Rachel wanted to talk about the BAME carers part of the project and how they are going to be taking a look at building on existing research for the project. Carers UK want to be able to work with services, make recommendations on areas to improve and how best to develop any good good practices that is working well. Carer’s UK also want to learn from those services and practices that do include carers. So for the three years to both carer support services and health and social care services, we hope those services will be more accessible as being tailored, beneficial and with recommendations.
Rachel gave an outline of the project and also allowed attendees to ask questions or feedback on the community project services.
Professor Shirin Rai from Warwick University presents
Professor Shirin wanted to share with us their new research. Prof Shirin did point out there is a problem of BAME communities not being involved in research, but also a lack of BAME communities carrying out research regarding race and mental health.

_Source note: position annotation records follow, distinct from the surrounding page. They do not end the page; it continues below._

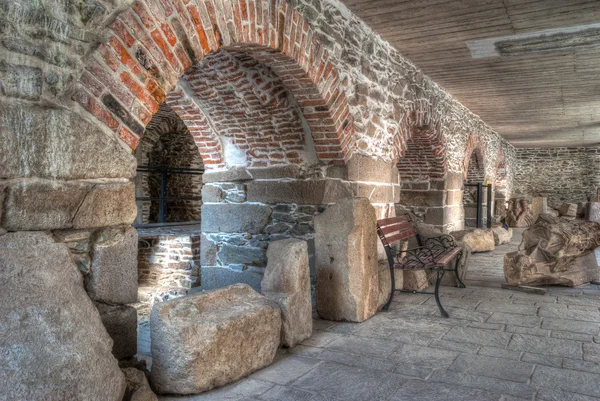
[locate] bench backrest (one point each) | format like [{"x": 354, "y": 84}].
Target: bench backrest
[{"x": 396, "y": 229}]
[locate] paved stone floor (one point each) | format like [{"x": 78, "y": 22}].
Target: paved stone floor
[{"x": 498, "y": 345}]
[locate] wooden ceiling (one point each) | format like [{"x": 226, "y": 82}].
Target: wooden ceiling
[{"x": 533, "y": 100}]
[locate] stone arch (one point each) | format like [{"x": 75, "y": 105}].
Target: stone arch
[
  {"x": 152, "y": 43},
  {"x": 423, "y": 155},
  {"x": 167, "y": 142}
]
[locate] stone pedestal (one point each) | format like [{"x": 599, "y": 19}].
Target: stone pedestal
[
  {"x": 211, "y": 339},
  {"x": 346, "y": 261},
  {"x": 287, "y": 282}
]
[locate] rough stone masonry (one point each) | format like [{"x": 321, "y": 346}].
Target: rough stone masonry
[{"x": 79, "y": 83}]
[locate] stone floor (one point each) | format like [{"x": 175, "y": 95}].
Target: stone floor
[
  {"x": 497, "y": 345},
  {"x": 500, "y": 345}
]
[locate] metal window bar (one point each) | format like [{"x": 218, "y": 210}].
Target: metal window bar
[
  {"x": 489, "y": 188},
  {"x": 163, "y": 198}
]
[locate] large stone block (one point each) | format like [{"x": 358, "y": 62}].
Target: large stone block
[
  {"x": 478, "y": 240},
  {"x": 211, "y": 339},
  {"x": 423, "y": 198},
  {"x": 243, "y": 255},
  {"x": 377, "y": 193},
  {"x": 304, "y": 192},
  {"x": 120, "y": 322},
  {"x": 539, "y": 205},
  {"x": 47, "y": 205},
  {"x": 113, "y": 274},
  {"x": 367, "y": 169},
  {"x": 560, "y": 253},
  {"x": 501, "y": 235},
  {"x": 593, "y": 213},
  {"x": 138, "y": 388},
  {"x": 287, "y": 282},
  {"x": 234, "y": 218},
  {"x": 568, "y": 209},
  {"x": 53, "y": 344},
  {"x": 346, "y": 255},
  {"x": 519, "y": 213},
  {"x": 56, "y": 143},
  {"x": 107, "y": 205},
  {"x": 221, "y": 276}
]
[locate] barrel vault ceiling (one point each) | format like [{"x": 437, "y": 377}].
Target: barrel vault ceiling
[{"x": 529, "y": 68}]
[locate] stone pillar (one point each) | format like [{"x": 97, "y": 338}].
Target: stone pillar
[
  {"x": 437, "y": 201},
  {"x": 346, "y": 254}
]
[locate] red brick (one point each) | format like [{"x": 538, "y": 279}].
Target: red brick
[
  {"x": 129, "y": 137},
  {"x": 139, "y": 92}
]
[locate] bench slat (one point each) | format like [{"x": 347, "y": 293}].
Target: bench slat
[
  {"x": 400, "y": 236},
  {"x": 396, "y": 227},
  {"x": 392, "y": 220}
]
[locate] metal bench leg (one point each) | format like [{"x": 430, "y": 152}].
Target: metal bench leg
[
  {"x": 440, "y": 274},
  {"x": 387, "y": 304},
  {"x": 459, "y": 282}
]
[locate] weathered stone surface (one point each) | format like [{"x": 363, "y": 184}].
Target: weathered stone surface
[
  {"x": 245, "y": 255},
  {"x": 367, "y": 169},
  {"x": 414, "y": 281},
  {"x": 479, "y": 240},
  {"x": 229, "y": 175},
  {"x": 220, "y": 276},
  {"x": 107, "y": 205},
  {"x": 287, "y": 282},
  {"x": 539, "y": 205},
  {"x": 45, "y": 205},
  {"x": 346, "y": 261},
  {"x": 308, "y": 192},
  {"x": 120, "y": 322},
  {"x": 234, "y": 218},
  {"x": 208, "y": 251},
  {"x": 519, "y": 213},
  {"x": 593, "y": 213},
  {"x": 568, "y": 209},
  {"x": 138, "y": 388},
  {"x": 560, "y": 253},
  {"x": 52, "y": 341},
  {"x": 113, "y": 276},
  {"x": 56, "y": 143},
  {"x": 501, "y": 235},
  {"x": 208, "y": 340}
]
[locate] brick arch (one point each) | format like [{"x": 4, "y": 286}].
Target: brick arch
[
  {"x": 474, "y": 152},
  {"x": 423, "y": 151},
  {"x": 151, "y": 44}
]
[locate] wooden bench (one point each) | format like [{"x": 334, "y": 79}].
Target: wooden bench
[{"x": 434, "y": 255}]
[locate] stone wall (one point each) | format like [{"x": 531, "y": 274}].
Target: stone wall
[
  {"x": 245, "y": 209},
  {"x": 168, "y": 264},
  {"x": 560, "y": 174},
  {"x": 79, "y": 83}
]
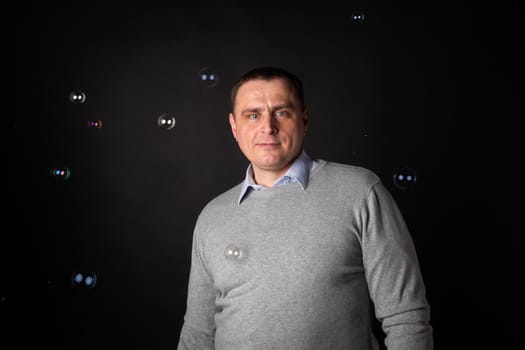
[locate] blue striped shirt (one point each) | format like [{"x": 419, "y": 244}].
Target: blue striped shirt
[{"x": 299, "y": 171}]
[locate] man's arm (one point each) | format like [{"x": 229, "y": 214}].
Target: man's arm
[
  {"x": 393, "y": 274},
  {"x": 198, "y": 330}
]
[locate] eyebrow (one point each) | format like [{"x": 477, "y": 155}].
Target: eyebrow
[{"x": 277, "y": 107}]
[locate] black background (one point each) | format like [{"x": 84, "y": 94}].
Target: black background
[{"x": 423, "y": 86}]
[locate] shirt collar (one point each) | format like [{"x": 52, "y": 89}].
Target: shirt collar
[{"x": 299, "y": 171}]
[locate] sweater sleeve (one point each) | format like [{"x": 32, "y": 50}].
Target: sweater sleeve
[
  {"x": 198, "y": 329},
  {"x": 393, "y": 274}
]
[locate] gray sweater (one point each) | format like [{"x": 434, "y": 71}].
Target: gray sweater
[{"x": 296, "y": 269}]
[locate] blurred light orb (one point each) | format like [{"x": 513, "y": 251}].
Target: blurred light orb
[
  {"x": 61, "y": 173},
  {"x": 77, "y": 96},
  {"x": 84, "y": 280},
  {"x": 94, "y": 124},
  {"x": 166, "y": 121},
  {"x": 208, "y": 76},
  {"x": 233, "y": 252},
  {"x": 358, "y": 17},
  {"x": 405, "y": 178}
]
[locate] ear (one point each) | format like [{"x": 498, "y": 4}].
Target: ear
[
  {"x": 305, "y": 120},
  {"x": 233, "y": 126}
]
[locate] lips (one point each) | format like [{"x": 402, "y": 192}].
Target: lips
[{"x": 268, "y": 144}]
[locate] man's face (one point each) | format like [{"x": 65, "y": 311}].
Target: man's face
[{"x": 268, "y": 124}]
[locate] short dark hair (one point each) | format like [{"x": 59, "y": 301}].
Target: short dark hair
[{"x": 269, "y": 73}]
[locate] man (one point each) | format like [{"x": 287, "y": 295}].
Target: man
[{"x": 303, "y": 253}]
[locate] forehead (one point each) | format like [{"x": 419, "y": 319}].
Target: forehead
[{"x": 276, "y": 88}]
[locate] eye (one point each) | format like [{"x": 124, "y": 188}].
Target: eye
[{"x": 281, "y": 114}]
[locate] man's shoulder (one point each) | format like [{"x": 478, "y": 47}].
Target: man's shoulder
[
  {"x": 224, "y": 201},
  {"x": 348, "y": 173}
]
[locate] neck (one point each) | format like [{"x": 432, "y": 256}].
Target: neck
[{"x": 268, "y": 177}]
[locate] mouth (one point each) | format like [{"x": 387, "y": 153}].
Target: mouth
[{"x": 268, "y": 144}]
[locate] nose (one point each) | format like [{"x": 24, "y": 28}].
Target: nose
[{"x": 269, "y": 125}]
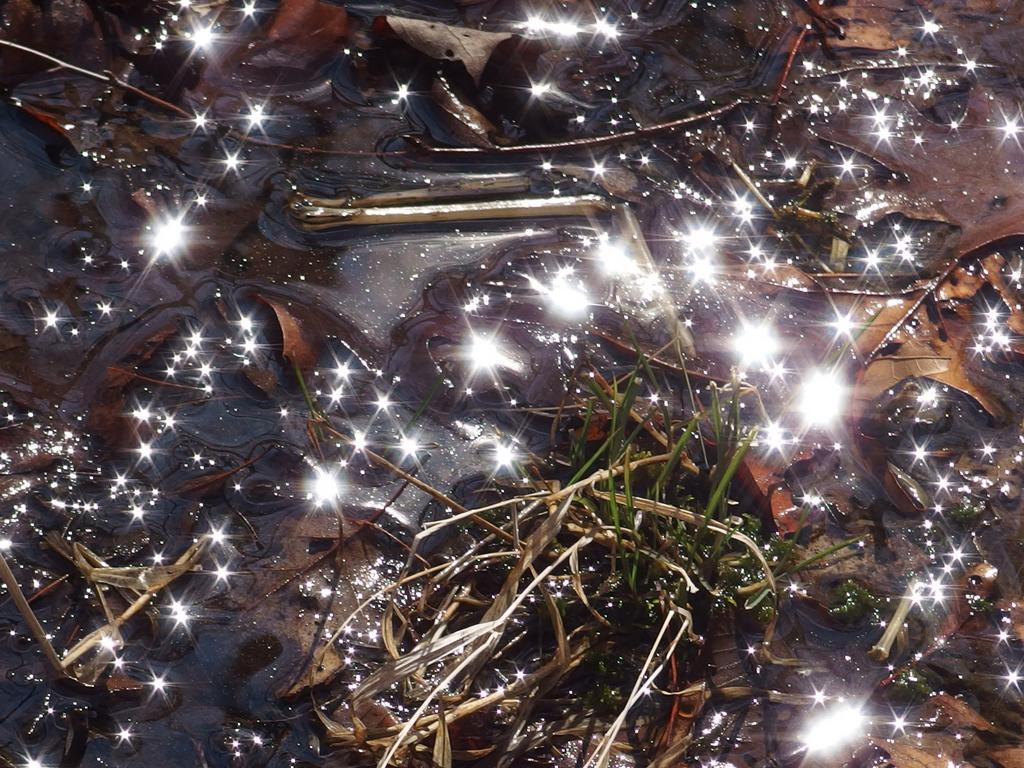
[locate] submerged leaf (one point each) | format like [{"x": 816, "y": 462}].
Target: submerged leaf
[
  {"x": 472, "y": 47},
  {"x": 296, "y": 345}
]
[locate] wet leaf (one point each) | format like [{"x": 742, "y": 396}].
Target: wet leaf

Her project is called “care, caring, and carers” which is why she thinks the main aim of our project is really to look at sort of care for older people in BAME communities, in Coventry and Leicester which are two diverse and wonderful cities. The research will look at the conditions and impact of COVID.
Professor Shirin really appreciated Lola emphasised the connection between Black Lives Matter movement with the experiences of BAME carers, because we all know the crisis affecting BAME communities, this has been experienced so many times.
Professor Shirin wants the project to try to connect with the carer and the caree. So for all the peoples care, the research also wishes to include both unpaid carers and paid carers. Prof Shirin feels the government has a habit of not funding well for unpaid carer while at the same time trying to learn from the community.